Eating disorders (EDs) have been proven to be life-threatening psychological disorders yet are still common in current society. Due to the complexity of EDs, recovery may look different for each individual. The average recovery process can take up to nine years, but the first two months post-discharge are some of the most crucial time periods for sustainable recovery. Different factors (unhealthy exercise, emotions, body shape and weight concerns, and ED symptoms) can be analyzed in order to predict future outcomes involving the evolution of an ED.

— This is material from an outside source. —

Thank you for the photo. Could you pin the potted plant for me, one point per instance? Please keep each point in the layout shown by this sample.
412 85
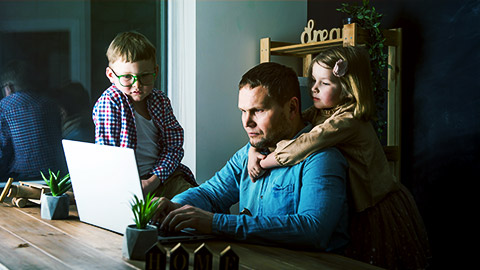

The study tested how unhealthy exercise, emotion, and ED symptoms relate to each other after treatment discharge. Our results revealed no significant relationship across the two months after treatment discharge. Unhealthy exercise, emotions, and ED symptoms all predicted themselves for the next month. Besides this relationship, one other significant realtionship was found between negative emotion during the first month and ED symptoms for the following (second) month. Targeting negative emotions earlier on in the recovery process may help prevent ED symptoms in upcoming months. Further research should address other influential factors (e.g., societal standards, body image, healthy exercise) and their relationship to ED recovery in order to identify ways to improve treatment for EDs.